Examples of Arts Integration
The following examples are from the lessons developed in 2007-2008 pilot year. For more recent examples, including full lesson plans and images, visit the Documentation section.
In the 2007-2008 school year, Interchange partnered with Springboard to Learning/Young Audiences of St. Louis on the Springboard/Interchange Teacher Collaborative, a pilot program to partner classroom teachers with teaching artists to use the arts in a traditional classroom setting.
Twenty-five teachers serving 340 students in three Interchange schools participated in the 2007-2008 pilot. The collaborative model is expanding to all nine Interchange schools in 2008-2009.
Following are examples of the arts-integration Teacher Collaborative projects from 2007-2008.
Christine Bluett, pre-school teacher Columbia Elementary, worked with Metro Theater Company to develop movement, role-playing and creative drama exercises to help students learn to work together, talk through their feelings and get along. This addressed a need to increase socialization skills so students were better prepared to advance to Kindergarten.
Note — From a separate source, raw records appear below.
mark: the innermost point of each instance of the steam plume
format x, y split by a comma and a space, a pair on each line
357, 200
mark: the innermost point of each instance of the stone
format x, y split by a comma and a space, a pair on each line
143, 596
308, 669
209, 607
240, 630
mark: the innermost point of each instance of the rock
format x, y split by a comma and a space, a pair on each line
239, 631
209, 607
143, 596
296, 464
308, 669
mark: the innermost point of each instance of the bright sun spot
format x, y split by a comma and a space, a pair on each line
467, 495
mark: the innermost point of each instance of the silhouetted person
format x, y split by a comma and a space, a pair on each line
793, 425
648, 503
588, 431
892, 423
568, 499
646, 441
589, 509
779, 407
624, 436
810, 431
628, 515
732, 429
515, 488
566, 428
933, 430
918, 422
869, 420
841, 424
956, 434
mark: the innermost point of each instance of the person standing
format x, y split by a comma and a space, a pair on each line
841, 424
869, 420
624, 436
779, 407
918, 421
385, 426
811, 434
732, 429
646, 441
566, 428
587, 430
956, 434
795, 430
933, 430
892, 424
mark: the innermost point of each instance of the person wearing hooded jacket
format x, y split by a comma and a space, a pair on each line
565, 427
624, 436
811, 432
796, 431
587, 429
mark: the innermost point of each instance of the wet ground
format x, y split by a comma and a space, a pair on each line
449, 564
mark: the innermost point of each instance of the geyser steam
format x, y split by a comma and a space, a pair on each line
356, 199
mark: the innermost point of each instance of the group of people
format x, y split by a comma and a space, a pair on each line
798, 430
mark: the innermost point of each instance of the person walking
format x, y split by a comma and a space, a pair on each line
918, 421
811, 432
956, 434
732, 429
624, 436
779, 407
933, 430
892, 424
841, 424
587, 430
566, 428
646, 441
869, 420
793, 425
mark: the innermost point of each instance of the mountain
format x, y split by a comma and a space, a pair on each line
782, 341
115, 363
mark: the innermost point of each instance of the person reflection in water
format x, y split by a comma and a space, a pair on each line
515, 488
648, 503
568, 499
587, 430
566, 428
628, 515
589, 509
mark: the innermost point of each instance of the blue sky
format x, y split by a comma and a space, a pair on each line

Pre-school: Nursery Rhymes and Literacy
Susan Grigsby from The St. Louis Poetry Center and Julie Tubbs from The Magic House partnered with pre-school teacher Carol Petty at Jefferson Elementary on a four-month residency around nursery rhymes as a literacy tool. Ms. Petty wanted to use the rhythm and repetition of nursery rhymes to entice students to want to read. For this collaboration, Ms. Petty selected core themes from her monthly lesson plans. These themes included colors, love and snow. Ms. Grigsby shared nursery rhymes and poetry with the students and then worked with them to create their own original poems. Ms. Tubbs engaged students in hands-on activities around aspects of science (how colors and blended, how snow melts to water). At times the three team taught; at other times they worked individually with the students. Students' oral poetry chants were revised into poems with rhythm and rhyme patterns and printed into books with clip-art pictures used as visual prompts. With the aid of those prompts, students were able to read the group poems they had co-created.
Click here for a sample lesson plan. (DOC Format)
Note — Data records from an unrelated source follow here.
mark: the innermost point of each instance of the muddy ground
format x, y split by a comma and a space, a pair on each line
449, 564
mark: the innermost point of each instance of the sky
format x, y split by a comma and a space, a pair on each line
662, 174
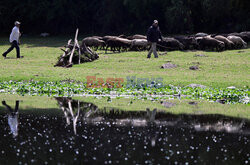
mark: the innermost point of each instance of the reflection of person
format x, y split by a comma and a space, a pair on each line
12, 118
14, 40
153, 36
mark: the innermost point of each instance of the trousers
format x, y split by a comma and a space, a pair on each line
14, 44
153, 50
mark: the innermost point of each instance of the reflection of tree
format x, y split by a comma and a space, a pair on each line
12, 117
89, 113
73, 109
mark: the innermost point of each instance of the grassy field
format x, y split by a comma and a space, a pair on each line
40, 104
219, 69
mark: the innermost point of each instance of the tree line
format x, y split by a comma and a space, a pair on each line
125, 16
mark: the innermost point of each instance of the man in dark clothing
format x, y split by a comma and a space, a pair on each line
153, 36
13, 118
14, 40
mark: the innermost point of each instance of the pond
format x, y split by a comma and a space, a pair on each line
61, 130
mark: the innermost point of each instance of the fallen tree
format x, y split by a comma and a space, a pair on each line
76, 54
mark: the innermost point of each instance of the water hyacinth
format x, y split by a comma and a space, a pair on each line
80, 89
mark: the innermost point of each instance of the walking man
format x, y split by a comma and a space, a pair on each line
14, 40
153, 36
13, 118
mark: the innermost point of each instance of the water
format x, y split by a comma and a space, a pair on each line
81, 133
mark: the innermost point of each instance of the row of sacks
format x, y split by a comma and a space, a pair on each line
199, 41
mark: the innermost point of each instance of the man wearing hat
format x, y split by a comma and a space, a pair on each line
153, 36
14, 40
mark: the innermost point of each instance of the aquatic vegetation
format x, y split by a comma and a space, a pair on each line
223, 95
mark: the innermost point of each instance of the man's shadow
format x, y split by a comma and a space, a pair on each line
13, 117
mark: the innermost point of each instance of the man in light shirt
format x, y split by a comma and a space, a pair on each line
14, 40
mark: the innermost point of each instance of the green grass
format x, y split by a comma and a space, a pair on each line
219, 69
49, 105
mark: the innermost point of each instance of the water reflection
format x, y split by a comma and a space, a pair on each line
113, 136
12, 117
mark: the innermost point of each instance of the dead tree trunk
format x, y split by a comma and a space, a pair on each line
76, 54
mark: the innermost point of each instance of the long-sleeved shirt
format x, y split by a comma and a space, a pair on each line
15, 34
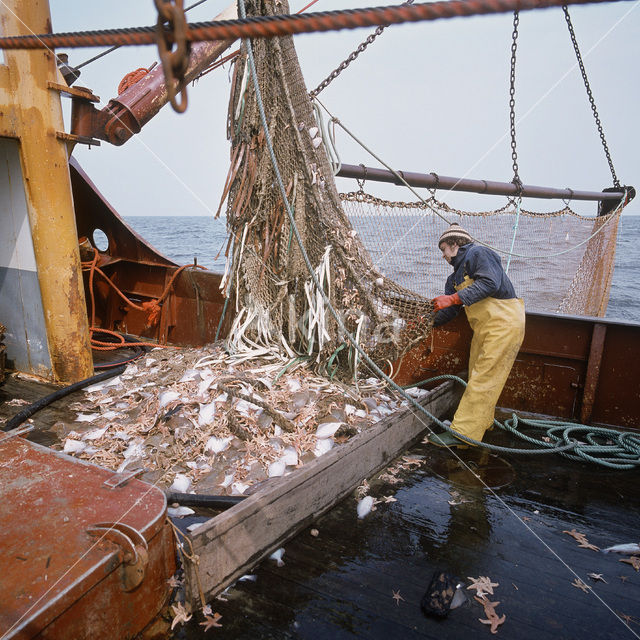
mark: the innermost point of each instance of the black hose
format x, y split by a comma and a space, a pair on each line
204, 501
27, 412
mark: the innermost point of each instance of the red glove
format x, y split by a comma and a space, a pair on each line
442, 302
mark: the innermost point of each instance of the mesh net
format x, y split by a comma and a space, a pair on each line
378, 262
275, 300
565, 260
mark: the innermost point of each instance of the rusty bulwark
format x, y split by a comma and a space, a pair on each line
569, 367
61, 577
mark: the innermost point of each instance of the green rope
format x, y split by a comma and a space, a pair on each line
372, 365
606, 447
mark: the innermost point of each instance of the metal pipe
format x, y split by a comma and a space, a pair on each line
435, 181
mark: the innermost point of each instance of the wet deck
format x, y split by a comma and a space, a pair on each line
341, 583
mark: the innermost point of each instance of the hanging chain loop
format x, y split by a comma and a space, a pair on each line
352, 56
616, 182
512, 101
174, 63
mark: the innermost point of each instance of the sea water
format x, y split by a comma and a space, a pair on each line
183, 238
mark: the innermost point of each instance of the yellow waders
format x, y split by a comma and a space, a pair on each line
498, 330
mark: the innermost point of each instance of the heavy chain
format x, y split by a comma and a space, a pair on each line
616, 182
174, 63
352, 56
512, 100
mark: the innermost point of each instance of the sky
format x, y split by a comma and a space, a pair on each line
424, 97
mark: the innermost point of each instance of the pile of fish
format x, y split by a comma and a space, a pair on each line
198, 420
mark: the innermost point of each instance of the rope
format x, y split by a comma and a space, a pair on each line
354, 343
282, 25
151, 308
606, 447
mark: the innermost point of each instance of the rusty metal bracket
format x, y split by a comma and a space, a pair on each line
135, 550
74, 92
70, 137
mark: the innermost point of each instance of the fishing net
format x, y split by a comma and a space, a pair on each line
561, 262
376, 261
275, 299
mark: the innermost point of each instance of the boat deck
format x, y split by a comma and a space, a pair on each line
341, 583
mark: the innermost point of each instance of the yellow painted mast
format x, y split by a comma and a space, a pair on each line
32, 115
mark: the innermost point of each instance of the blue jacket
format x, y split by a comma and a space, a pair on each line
483, 266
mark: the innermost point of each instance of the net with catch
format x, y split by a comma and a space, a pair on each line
275, 300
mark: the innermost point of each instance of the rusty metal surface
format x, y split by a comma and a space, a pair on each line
436, 181
593, 371
552, 374
59, 581
192, 310
31, 112
125, 115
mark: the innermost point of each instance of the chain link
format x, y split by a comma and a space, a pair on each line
352, 56
512, 101
616, 182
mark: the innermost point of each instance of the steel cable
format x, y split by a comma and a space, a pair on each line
281, 25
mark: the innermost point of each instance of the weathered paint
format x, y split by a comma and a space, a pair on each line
58, 580
32, 113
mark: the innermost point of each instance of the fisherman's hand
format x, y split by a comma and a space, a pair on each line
442, 302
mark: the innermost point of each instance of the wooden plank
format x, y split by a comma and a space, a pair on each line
237, 539
593, 372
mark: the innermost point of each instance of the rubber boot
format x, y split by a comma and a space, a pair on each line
447, 439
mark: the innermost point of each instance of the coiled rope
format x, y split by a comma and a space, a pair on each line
606, 447
152, 308
630, 443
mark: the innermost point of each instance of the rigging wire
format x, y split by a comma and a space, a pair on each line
117, 46
429, 205
281, 25
344, 331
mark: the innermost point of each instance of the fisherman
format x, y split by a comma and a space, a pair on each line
496, 315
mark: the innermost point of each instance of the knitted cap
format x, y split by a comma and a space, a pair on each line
455, 230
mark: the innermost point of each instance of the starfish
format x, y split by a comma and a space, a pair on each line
482, 585
580, 585
596, 577
495, 622
634, 561
489, 607
182, 615
210, 622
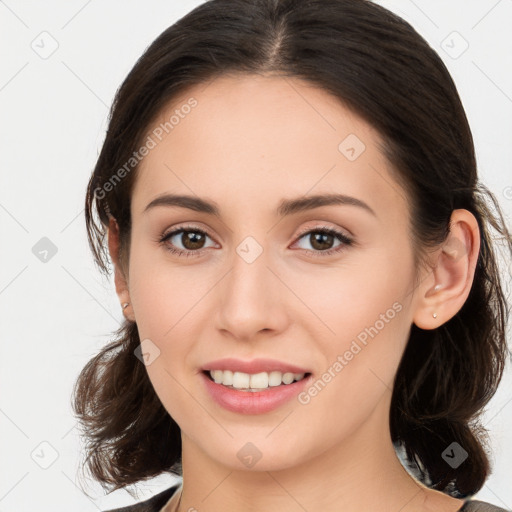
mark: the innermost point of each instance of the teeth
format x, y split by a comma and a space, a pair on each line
263, 380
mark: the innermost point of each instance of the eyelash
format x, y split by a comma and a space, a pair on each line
346, 241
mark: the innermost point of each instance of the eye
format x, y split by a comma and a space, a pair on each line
193, 239
190, 237
321, 238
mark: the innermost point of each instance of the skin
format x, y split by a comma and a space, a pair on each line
250, 142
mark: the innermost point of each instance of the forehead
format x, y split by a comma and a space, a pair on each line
254, 137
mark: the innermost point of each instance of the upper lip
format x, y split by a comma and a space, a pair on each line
253, 366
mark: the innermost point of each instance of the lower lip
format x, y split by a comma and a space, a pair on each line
254, 402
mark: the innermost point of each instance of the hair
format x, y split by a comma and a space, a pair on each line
377, 65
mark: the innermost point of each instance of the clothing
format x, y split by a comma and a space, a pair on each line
164, 502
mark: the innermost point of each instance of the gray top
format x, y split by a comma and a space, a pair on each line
155, 503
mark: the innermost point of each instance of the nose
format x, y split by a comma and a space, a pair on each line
251, 299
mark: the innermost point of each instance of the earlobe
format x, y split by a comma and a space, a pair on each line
442, 294
121, 284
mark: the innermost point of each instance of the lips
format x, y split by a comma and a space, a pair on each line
253, 366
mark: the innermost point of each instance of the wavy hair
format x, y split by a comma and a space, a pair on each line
376, 64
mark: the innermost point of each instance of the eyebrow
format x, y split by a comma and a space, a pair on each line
285, 208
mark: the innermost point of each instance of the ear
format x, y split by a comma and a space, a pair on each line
445, 289
121, 283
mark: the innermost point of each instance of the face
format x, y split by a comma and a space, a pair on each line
260, 281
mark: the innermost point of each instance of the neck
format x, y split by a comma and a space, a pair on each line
361, 473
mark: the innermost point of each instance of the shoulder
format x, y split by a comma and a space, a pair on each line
481, 506
153, 504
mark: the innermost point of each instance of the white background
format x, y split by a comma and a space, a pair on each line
56, 315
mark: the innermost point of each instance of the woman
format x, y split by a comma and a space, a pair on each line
302, 253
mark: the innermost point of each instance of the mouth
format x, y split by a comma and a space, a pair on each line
258, 382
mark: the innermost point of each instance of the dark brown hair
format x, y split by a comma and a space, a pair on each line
380, 67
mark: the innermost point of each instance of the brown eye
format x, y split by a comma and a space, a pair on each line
192, 241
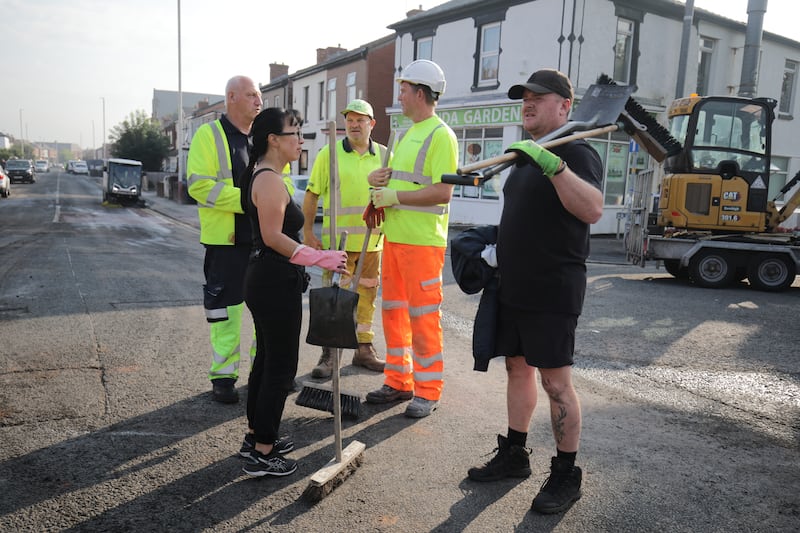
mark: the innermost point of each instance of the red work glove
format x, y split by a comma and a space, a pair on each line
373, 216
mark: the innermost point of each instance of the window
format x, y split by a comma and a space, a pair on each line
332, 99
706, 49
777, 177
305, 102
351, 87
489, 57
476, 144
623, 50
322, 100
424, 48
620, 164
786, 103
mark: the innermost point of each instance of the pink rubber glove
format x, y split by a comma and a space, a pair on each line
334, 260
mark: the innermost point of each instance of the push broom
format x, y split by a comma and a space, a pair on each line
332, 321
345, 461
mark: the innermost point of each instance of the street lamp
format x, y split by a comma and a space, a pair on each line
21, 136
103, 98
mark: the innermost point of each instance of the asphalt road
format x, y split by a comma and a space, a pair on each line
690, 398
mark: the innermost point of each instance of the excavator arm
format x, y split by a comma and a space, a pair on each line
776, 217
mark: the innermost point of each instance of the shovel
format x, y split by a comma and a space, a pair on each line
599, 112
332, 314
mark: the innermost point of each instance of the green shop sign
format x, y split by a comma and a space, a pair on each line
501, 115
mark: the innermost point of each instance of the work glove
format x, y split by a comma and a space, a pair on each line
383, 197
535, 154
334, 260
373, 216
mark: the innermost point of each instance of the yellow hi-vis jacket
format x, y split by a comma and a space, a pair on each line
210, 182
353, 193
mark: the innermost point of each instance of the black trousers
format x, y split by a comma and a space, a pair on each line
273, 292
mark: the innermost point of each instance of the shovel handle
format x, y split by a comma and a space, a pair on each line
511, 156
337, 276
Click here for samples of three books created by the pre-school students. (Zipped File)
Click here for sample rhyming word cards. (Zipped File)
Emily Petkewich, Diane Davenport and Laurie Melnik from Metro Theater Company used drama, writing and song to engage Mrs. Sue Ellen Turner's fourth graders in learning about the Civil Rights era. Over four months, the students experienced history by re-enacting sit-ins, singing protest songs, and writing in journals. According to Jefferson Elementary Principal Roger Brock, during the four-month program, not one student missed a single day of school. The students created and presented a culminating performance for school students, teachers, parents and community members. Their work was recognized in a column in the St. Louis Post-Dispatch.
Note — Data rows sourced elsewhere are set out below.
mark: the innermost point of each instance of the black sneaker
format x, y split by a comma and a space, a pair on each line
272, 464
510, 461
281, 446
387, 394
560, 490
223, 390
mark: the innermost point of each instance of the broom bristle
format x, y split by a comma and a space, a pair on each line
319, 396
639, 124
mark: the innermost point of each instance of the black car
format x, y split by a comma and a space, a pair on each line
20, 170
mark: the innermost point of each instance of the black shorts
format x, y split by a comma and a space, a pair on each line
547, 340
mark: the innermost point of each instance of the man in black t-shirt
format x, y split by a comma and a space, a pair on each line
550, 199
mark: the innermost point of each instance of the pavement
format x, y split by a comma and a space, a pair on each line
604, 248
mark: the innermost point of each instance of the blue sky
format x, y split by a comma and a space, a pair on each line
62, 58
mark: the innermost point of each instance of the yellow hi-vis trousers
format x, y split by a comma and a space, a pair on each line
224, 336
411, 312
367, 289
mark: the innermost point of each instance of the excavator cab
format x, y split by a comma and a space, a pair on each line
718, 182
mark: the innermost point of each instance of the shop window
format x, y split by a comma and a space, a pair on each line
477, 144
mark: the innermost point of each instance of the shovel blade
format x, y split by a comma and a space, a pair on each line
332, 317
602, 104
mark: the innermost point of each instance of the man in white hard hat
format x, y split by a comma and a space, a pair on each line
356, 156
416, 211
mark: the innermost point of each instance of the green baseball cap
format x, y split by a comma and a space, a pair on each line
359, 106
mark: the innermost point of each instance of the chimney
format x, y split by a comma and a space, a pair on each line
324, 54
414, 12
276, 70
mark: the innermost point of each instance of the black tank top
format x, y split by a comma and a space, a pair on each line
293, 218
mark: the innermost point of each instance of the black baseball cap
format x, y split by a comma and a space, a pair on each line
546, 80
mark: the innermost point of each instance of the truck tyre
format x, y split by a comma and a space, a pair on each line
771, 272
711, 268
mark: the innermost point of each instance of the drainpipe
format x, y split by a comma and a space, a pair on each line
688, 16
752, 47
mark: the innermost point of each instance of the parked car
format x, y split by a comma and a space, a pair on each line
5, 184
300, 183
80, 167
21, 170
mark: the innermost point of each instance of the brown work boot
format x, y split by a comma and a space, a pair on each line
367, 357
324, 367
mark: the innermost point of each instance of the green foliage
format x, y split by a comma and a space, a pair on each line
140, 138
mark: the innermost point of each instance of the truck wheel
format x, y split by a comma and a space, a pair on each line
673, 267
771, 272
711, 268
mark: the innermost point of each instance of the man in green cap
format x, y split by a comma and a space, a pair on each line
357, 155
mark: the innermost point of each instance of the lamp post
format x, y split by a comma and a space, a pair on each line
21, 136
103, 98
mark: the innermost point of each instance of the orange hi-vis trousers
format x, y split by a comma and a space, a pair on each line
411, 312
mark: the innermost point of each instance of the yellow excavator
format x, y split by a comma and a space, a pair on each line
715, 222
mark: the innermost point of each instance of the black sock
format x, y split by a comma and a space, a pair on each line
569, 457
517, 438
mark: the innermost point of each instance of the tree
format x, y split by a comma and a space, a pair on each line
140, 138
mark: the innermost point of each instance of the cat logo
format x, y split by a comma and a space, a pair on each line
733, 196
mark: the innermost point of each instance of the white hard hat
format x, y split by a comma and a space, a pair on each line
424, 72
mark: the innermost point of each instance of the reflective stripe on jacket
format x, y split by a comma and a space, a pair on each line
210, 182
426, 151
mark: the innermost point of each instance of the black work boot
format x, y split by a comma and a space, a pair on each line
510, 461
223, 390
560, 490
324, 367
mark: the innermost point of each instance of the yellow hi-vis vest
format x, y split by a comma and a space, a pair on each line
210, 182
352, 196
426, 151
Poet Aaron Belz worked with Ms. Detra Thomas to use rap music as a way to help students better retain elements of the curriculum. Over six months, Mr. Belz met with students to teach them rhyme, meter and the basic elements of poetry by having them write about what they know –their lives and their neighborhoods. Ms. Thomas expanded their work in poetry by asking students to write short four-line rhymes after each lesson – about what they remembered and the most important points. Mr. Belz and Ms. Thomas worked together in the classroom developing the students' poetry skills. The culminating experience of this project was the development of a 22-minute video of the students' raps which was produced with help from KDHX. The video was sent to the class's pen pals in Liberia.
Springboard to Learning/Young Audiences of St. Louis led a collaborative effort with Blewett Middle School teachers to create a month-long, school-wide Passport to Africa program. The project came about because teachers at Blewett were concerned that students did not understand Africa as a continent comprised of distinct countries and cultures. To help the students delve into Africa and its nations, Springboard engaged educators and teaching artists from Better Family Life, Folktale Productions, St. Louis Art Museum, St. Louis Science Center, Computer Village, University of Missouri-St. Louis and Washington University. In each of their classes, every day for four weeks, Blewett students immersed themselves in African culture through dance, song, food, language, mask-making, and more. Seventh graders focused on African culture while eight graders studied regions in depth. The results of their studies were displayed in a school open house in which the students provided reports to parents, community members, and other students.